As a local government, many of our cybersecurity struggles are basic: what is the most effective way to begin a particular activity? How do we do that with minimal resources? Having access to peers nationwide has improved our ability to be successful with our first-round efforts because we are leveraging the expertise and experience of other MS-ISAC members. Something that has been a pleasant surprise is our ability to return the favor; on some occasions, our experience has benefitted someone else!
Our organization’s security program is maturing. And while it is a slow process, I am certain it is happening much more rapidly as a result of our MS-ISAC membership and participation. We have made some mistakes that slowed us down, but we’ve had many more successes. In looking back on our last few years of security efforts, I’d like to share with you a few lessons learned:
What Didn’t Work
Focusing on what we don’t have.
There isn’t an organization that could not use more: more tools, more people, more time… As a member of the MS-ISAC mentoring program, I was regularly reminded that our struggles of not-enough are not unique. Within the mentor relationship I could ask the questions: “What are you doing?” and “How do you handle those hurdles?” Because of the consistent positive relationship, we were able to focus on the what-we-do-have and modestly mature our security program rather than languish in debate over the things we didn’t have.
Forgetting to create a vision.
During the 2015 MS-ISAC conference, I listened to several presentations that were good reminders that having a vision is the only way to really measure your program’s success. While a can-do attitude will help create momentum in your security program, it is like having a full tank of gas in your car with no destination in mind. By establishing and communicating a vision, the destination will be clear and the momentum created will have endurance.
What Did Work
“Focus on what you agree upon.”
I heard someone at the 2015 MS-ISAC annual conference say this. For me, this simple and powerful statement could not have been shared at a better time. By having agreement, it generally means the people involved are more invested and a successful outcome is more likely. While you may have some specific security activity that is required, we found by focusing on at least some tasks that were easy to agree upon, we were able to build positive relationships, tap into enthusiasm, and in the end make more progress than we’d anticipated. Sometimes the most valuable first steps aren’t the ones you’d expect.

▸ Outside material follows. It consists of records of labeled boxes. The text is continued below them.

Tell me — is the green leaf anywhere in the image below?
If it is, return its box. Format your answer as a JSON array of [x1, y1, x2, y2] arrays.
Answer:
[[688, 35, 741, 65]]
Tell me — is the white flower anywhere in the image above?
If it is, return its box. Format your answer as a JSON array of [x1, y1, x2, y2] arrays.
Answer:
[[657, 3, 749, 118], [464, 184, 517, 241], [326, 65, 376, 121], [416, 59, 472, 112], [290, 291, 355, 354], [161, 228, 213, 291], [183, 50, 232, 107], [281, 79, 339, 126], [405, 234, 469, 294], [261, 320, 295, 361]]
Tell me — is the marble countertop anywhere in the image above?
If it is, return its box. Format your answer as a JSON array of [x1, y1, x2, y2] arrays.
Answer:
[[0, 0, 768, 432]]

Communicate with the end users.
At the 2015 MS-ISAC annual conference I had the pleasure of hearing directly from two members about their end-user awareness-training program. Fueled with their success stories, we increased our end-user outreach efforts. We not only improved our lines of communication with the end users, but we created many new security advocates across our organization. Our end users became visibility points and risk indicators as well as helped to create more items “that we agree upon.”
Get connected.
Like any new activity, it is easiest to learn from those who are already successful. As a part of the Intel and Analysis working group, I had an opportunity this year to hear directly from several members and solicit their advice. There are many successful MS-ISAC members, each of whom is proud of what they’ve accomplished and excited to share their knowledge and support. Get connected so you can tap into the experience and expertise of your peers.
Be patient.
Be patient – whether it was presentations at the annual conference or general story-telling with other members, I heard this message through many interactions with MS-ISAC members. Remember implementing security isn’t always solely about deploying a technology or a process – often there are cultural changes that need to happen first. When faced with change-preventing barriers, challenge yourself to find an opportunity to turn them into advocates for progress. Be patient with yourself and your organization, change takes time.
Remember, you are not alone in your mission.